To najzimniejsza taka cząstka kiedykolwiek stworzona przez człowieka. Jej obserwacje otwierają nowy rozdział w fizyce

Do intrygujących wniosków doszli naukowcy odpowiedzialni za stworzenie najzimniejszej w historii dużej cząstki. Złożona z czterech atomów stanowi bardzo ciekawy dowód na trwający rozwój nauki.
To najzimniejsza taka cząstka kiedykolwiek stworzona przez człowieka. Jej obserwacje otwierają nowy rozdział w fizyce

Niezwykle długie wiązanie chemiczne łączące sód i potas oraz wyjątkowo niska temperatura – o zaledwie 134 miliardowe części stopnia Celsjusza wyższa od zera absolutnego – to jedne z aspektów poruszonych przez autorów publikacji zamieszczonej w Nature. Jak wyjaśniają, nigdy przedtem nie udało się dokonać czegoś podobnego.

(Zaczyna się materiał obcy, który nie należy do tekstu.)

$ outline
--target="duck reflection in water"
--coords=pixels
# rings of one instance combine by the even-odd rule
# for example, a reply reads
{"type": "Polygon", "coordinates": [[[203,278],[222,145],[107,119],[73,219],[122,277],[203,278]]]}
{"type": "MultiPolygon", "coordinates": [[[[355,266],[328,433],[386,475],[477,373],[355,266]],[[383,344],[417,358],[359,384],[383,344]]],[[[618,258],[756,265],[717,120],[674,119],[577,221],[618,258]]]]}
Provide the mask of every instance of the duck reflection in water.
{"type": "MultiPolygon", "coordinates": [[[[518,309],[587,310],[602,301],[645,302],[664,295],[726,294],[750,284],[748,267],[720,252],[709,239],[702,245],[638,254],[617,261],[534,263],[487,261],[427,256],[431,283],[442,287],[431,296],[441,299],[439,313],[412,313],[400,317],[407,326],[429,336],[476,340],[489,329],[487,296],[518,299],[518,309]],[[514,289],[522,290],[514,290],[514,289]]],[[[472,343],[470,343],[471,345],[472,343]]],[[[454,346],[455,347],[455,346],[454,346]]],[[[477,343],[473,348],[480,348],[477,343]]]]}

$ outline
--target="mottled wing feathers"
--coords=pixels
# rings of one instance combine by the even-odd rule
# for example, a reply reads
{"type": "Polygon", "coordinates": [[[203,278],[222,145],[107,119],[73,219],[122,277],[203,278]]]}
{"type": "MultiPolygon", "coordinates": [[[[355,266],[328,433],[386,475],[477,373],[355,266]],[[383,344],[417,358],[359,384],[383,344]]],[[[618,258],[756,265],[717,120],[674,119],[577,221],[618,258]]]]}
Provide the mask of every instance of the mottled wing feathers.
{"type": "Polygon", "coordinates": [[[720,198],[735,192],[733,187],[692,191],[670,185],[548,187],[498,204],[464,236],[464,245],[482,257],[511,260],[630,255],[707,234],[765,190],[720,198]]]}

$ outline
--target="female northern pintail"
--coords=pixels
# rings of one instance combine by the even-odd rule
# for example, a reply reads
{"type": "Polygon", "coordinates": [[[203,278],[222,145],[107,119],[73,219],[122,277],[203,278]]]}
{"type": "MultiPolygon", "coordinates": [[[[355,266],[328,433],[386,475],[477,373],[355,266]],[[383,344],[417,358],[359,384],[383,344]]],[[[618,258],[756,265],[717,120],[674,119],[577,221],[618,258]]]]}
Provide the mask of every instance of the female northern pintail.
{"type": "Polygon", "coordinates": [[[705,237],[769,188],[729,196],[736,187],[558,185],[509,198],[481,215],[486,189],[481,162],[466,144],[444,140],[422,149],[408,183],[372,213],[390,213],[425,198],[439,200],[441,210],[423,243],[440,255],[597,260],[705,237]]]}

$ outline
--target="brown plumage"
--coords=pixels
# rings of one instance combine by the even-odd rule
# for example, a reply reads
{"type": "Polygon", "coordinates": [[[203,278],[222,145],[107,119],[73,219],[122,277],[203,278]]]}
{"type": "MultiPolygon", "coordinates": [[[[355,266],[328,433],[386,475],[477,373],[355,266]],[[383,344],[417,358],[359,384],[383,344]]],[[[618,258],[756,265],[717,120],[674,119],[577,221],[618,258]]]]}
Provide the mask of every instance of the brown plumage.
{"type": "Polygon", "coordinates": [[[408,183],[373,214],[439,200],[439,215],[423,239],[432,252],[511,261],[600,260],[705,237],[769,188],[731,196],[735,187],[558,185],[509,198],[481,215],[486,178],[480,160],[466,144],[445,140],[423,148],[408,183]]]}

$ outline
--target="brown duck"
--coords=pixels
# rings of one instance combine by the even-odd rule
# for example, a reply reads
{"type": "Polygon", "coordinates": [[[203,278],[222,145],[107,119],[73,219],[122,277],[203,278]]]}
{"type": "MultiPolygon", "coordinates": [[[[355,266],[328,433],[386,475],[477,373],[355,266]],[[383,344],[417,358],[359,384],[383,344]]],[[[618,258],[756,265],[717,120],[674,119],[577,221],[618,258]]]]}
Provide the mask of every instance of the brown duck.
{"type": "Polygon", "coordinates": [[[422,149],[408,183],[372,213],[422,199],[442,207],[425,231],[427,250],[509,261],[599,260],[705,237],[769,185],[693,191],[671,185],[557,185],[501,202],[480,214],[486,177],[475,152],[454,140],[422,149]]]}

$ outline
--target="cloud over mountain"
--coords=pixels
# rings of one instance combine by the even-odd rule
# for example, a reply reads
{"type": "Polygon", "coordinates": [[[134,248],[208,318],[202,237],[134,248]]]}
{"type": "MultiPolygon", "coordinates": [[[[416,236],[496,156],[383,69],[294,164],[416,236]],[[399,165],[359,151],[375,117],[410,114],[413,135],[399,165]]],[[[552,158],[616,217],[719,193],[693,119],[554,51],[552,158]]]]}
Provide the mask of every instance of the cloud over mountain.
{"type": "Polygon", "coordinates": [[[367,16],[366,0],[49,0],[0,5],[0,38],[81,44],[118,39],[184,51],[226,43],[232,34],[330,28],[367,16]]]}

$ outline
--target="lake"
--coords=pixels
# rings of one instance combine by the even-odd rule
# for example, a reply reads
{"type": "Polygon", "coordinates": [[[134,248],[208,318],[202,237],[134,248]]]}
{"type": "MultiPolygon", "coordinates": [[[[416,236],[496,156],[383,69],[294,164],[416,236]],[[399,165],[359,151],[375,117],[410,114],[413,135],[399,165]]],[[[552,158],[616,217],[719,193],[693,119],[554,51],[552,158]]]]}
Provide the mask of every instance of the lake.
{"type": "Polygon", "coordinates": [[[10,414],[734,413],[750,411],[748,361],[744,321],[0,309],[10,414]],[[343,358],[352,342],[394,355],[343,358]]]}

Czytaj też: Fale przechodzą przez ten materiał w niespotykany wcześniej sposób. Niebywała obserwacja

Zero absolutne to najniższa temperatura występująca w całym wszechświecie. Wynosi -273,15 stopnia Celsjusza, a fizycy regularnie zbliżają się do tej wartości, ponieważ w skrajnie niskich temperaturach z atomami dzieją się naprawdę intrygujące rzeczy. Niektóre materiały wykazują w takich warunkach nadprzewodnictwo, natomiast w innych atomy niemal kompletnie przestają się poruszać.

W przypadku naukowców stojących za tytułowym eksperymentem chodziło o zgłębienie tajemnic mechaniki kwantowej. Jej założenia są szczególnie uwydatnione w niskich temperaturach. Dochodzi do tego możliwość prowadzenia symulacji kwantowych, które również wymagają takich warunków. 

Cząstka została zaobserwowana w temperaturze o zaledwie 134 miliardowe części stopnia Celsjusza wyższej od zera absolutnego

Problem polega na tym, że im bardziej rozbudowany układ, tym trudniej go kontrolować. Idzie za tym ograniczona liczba stanów kwantowych, co oczywiście nie jest mile widziane. Rozbudowane cząsteczki stwarzają większe możliwości, ale zarazem zwiększają poziom trudności. Chińscy naukowcy próbowali przełamać impas i wdrożyli wieloetapowy proces chłodzenia.

Wykorzystali chłodzenie laserowe, w którym atom pochłania światło pochodzące ze skierowanej na niego wiązki. W efekcie wchodzi we wzbudzony stan kwantowy i uwalnia energię, aby powrócić do stanu podstawowego. Bardzo istotny jest w tym przypadku fakt, że uwalnianej przez niego energii jest nieco więcej niż pochłanianej, przez co dochodzi do spadku jego temperatury. 

Czytaj też: Obliczenia kwantowe w wyjątkowo wysokiej temperaturze. To kluczowy krok dla tej technologii

Niestety, przy cząsteczkach naukowcy mają znacznie twardszy orzech do zgryzienia. Fizycy stojący za najnowszymi ustaleniami wykorzystali mieszaninę atomów sodu i potasu, na którą skierowali promieniowanie mikrofalowe. W takich okolicznościach molekuły zostały schłodzone do temperatury o zaledwie 134 miliardowe części stopnia Celsjusza wyższej od zera absolutnego. 

Jak wyjaśniają członkowie zespołu badawczego, ich czteroatomowa cząsteczka ma wiązanie centralne 1000 razy dłuższe niż wiązanie występujące między atomami sodu i potasu. Do jej powstania doszło w temperaturze ponad 3000 razy niższej niż w przypadku jakiejkolwiek wcześniej utworzonej cząsteczki czteroatomowej. Poczynione postępy powinny mieć praktyczny wymiar, ponieważ mówi się o wpływie na badania poświęcone na przykład nadprzewodnikom działającym w wysokich temperaturach. Te byłyby na wagę złota, ponieważ miałyby wiele zastosowań, a utrzymanie ich wyjątkowo przydatnego stanu stałoby się zdecydowanie łatwiejsze, niż do tej pory.